Architecture at a glance
Spider queries
→ Harness (agent run → TelemetryRecord)
→ Detector (windowed drift detection → DriftEvent) ← my stage
→ Correction (teacher generates + verifies SQL → few-shot examples)
→ Viewer (events.jsonl → recovery curve)
Contracts: frozen Pydantic types between stages · append-only event log
· feedback = edits to AgentConfig.few_shot_examples
The problem
Production AI agents drift — the same agent that worked last week quietly degrades — and most “self-improving agent” demos can’t tell a genuinely bad run from noise. Built at an AI Engineer World’s Fair hackathon (24 hours, four people), this is a self-correcting text-to-SQL agent that detects its own degradation and learns from its failures, with the improvement held to a real statistical bar. I owned the Detector stage — the drift detection.
The architecture
Four typed stages with frozen Pydantic contracts between them, over an append-only event log. Harness runs the agent on Spider questions and emits TelemetryRecords. Detector (mine) consumes those and emits DriftEvents. Correction has a stronger teacher model generate and verify SQL to mint few-shot examples. Viewer turns the event log into a recovery curve. “Feedback” is concretely a modification to AgentConfig.few_shot_examples — the loop is data, not weights.
What was hard, and what I decided
Distinguishing drift from noise (the Detector). A single wrong query is noise; sustained degradation is drift. I built the detector as windowed rather than point-wise, running as a small state machine — WARMUP → NORMAL → DRIFTING — so it only fires on a persistent shift in error rate, not one-off failures. That’s the difference between an alert you trust and one you mute.

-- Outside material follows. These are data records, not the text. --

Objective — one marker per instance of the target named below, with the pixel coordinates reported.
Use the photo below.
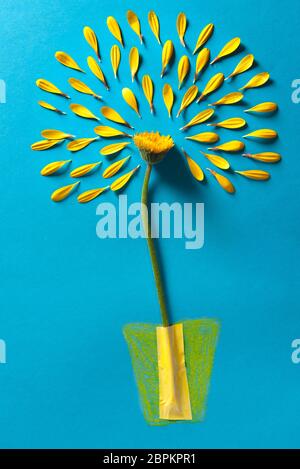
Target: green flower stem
(152, 251)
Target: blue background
(65, 294)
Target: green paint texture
(200, 340)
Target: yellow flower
(152, 146)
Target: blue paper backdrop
(65, 294)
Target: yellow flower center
(153, 142)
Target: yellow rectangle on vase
(174, 397)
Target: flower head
(152, 146)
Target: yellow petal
(130, 99)
(168, 97)
(203, 116)
(230, 98)
(113, 148)
(64, 192)
(154, 24)
(232, 146)
(263, 107)
(134, 23)
(107, 132)
(232, 123)
(46, 85)
(194, 167)
(204, 36)
(201, 62)
(52, 134)
(123, 180)
(96, 70)
(114, 28)
(204, 137)
(115, 57)
(67, 61)
(258, 80)
(134, 61)
(217, 161)
(52, 168)
(183, 69)
(82, 87)
(266, 157)
(92, 40)
(114, 116)
(242, 66)
(82, 111)
(147, 85)
(114, 168)
(50, 107)
(84, 170)
(91, 194)
(263, 133)
(80, 143)
(181, 25)
(228, 49)
(167, 54)
(255, 174)
(213, 84)
(45, 144)
(188, 98)
(223, 181)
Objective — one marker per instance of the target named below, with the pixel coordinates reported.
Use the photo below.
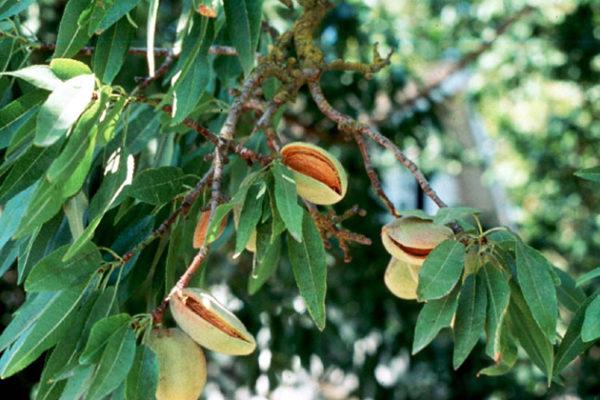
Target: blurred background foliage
(515, 123)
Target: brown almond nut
(181, 363)
(402, 279)
(320, 178)
(202, 227)
(209, 323)
(411, 239)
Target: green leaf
(590, 174)
(157, 186)
(78, 143)
(143, 376)
(569, 295)
(17, 112)
(117, 10)
(591, 324)
(28, 169)
(266, 258)
(506, 356)
(26, 316)
(498, 292)
(308, 259)
(588, 277)
(238, 26)
(12, 215)
(470, 317)
(71, 36)
(100, 336)
(118, 175)
(287, 200)
(526, 330)
(67, 68)
(42, 335)
(51, 273)
(446, 215)
(45, 203)
(441, 270)
(250, 215)
(434, 316)
(11, 8)
(533, 275)
(111, 50)
(38, 75)
(196, 70)
(117, 359)
(571, 345)
(62, 108)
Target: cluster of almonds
(409, 240)
(202, 321)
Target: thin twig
(348, 124)
(373, 175)
(182, 210)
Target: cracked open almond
(411, 239)
(181, 365)
(320, 178)
(402, 279)
(210, 324)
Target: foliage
(103, 178)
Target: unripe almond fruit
(181, 363)
(402, 279)
(210, 324)
(202, 227)
(251, 245)
(320, 178)
(411, 239)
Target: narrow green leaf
(71, 36)
(117, 359)
(26, 316)
(569, 295)
(67, 68)
(196, 71)
(470, 317)
(100, 336)
(238, 26)
(441, 270)
(143, 376)
(111, 50)
(434, 316)
(28, 169)
(571, 345)
(287, 200)
(591, 325)
(527, 331)
(446, 215)
(250, 215)
(51, 273)
(266, 258)
(157, 186)
(42, 335)
(13, 7)
(498, 293)
(62, 108)
(83, 134)
(590, 174)
(38, 75)
(308, 259)
(588, 277)
(533, 274)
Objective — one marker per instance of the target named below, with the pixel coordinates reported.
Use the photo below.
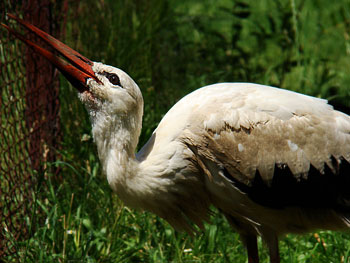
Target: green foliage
(171, 48)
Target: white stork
(273, 161)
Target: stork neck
(117, 137)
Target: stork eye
(113, 78)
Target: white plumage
(273, 161)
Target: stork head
(111, 92)
(107, 92)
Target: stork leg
(252, 248)
(273, 250)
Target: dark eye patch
(112, 77)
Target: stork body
(273, 161)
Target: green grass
(171, 48)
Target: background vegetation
(171, 48)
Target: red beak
(77, 72)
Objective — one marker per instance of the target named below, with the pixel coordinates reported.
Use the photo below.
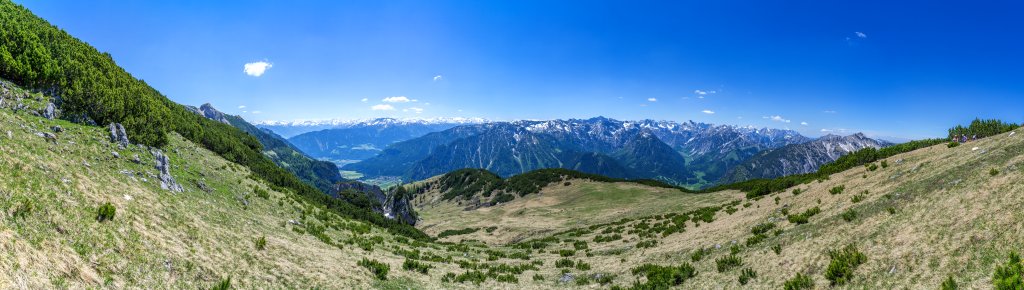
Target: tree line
(90, 87)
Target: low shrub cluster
(378, 268)
(844, 262)
(804, 216)
(728, 262)
(105, 212)
(660, 277)
(799, 282)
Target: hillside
(686, 154)
(317, 173)
(919, 218)
(962, 202)
(356, 141)
(799, 159)
(86, 86)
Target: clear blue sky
(907, 69)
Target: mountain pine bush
(105, 212)
(799, 282)
(1011, 275)
(844, 262)
(376, 267)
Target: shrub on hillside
(1010, 275)
(844, 262)
(849, 214)
(261, 243)
(728, 262)
(660, 277)
(799, 282)
(837, 190)
(105, 212)
(747, 275)
(948, 284)
(378, 268)
(414, 265)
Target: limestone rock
(50, 111)
(119, 135)
(164, 166)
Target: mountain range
(351, 141)
(800, 158)
(689, 153)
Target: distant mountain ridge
(317, 173)
(801, 158)
(353, 141)
(685, 153)
(290, 129)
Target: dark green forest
(89, 86)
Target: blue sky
(908, 70)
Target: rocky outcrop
(209, 112)
(800, 159)
(50, 112)
(393, 204)
(119, 135)
(167, 181)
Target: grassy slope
(558, 207)
(950, 217)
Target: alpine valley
(105, 182)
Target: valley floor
(926, 216)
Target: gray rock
(50, 112)
(566, 278)
(119, 135)
(203, 187)
(164, 166)
(48, 136)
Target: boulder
(50, 111)
(119, 135)
(164, 167)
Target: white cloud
(777, 118)
(400, 98)
(256, 69)
(382, 107)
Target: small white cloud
(400, 98)
(382, 107)
(256, 69)
(776, 118)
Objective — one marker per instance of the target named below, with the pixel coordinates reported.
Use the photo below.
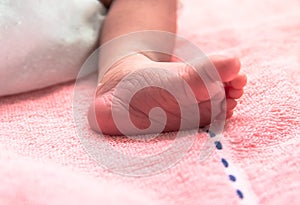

Proving the agent actually improved. It’s easy to show a number going up and call it learning. We validated recovery with a paired McNemar exact test on 30 held-out hard questions — 0.567 vs. 0.300 accuracy, a gain of 0.267, p = 0.016 — so the improvement is statistically significant, not cherry-picked. To make the test meaningful, we used an intentionally weak agent against a stronger teacher, so any improvement reflects genuine learning from failures rather than the base model already knowing the answer.
Corrections you can trust. The teacher’s SQL is accepted only if it executes to the correct result set; otherwise it’s discarded and the gold query is used instead. Examples are stratified out-of-sample by database, with anti-forgetting anchors, so the agent doesn’t overfit to the drift window it just recovered from.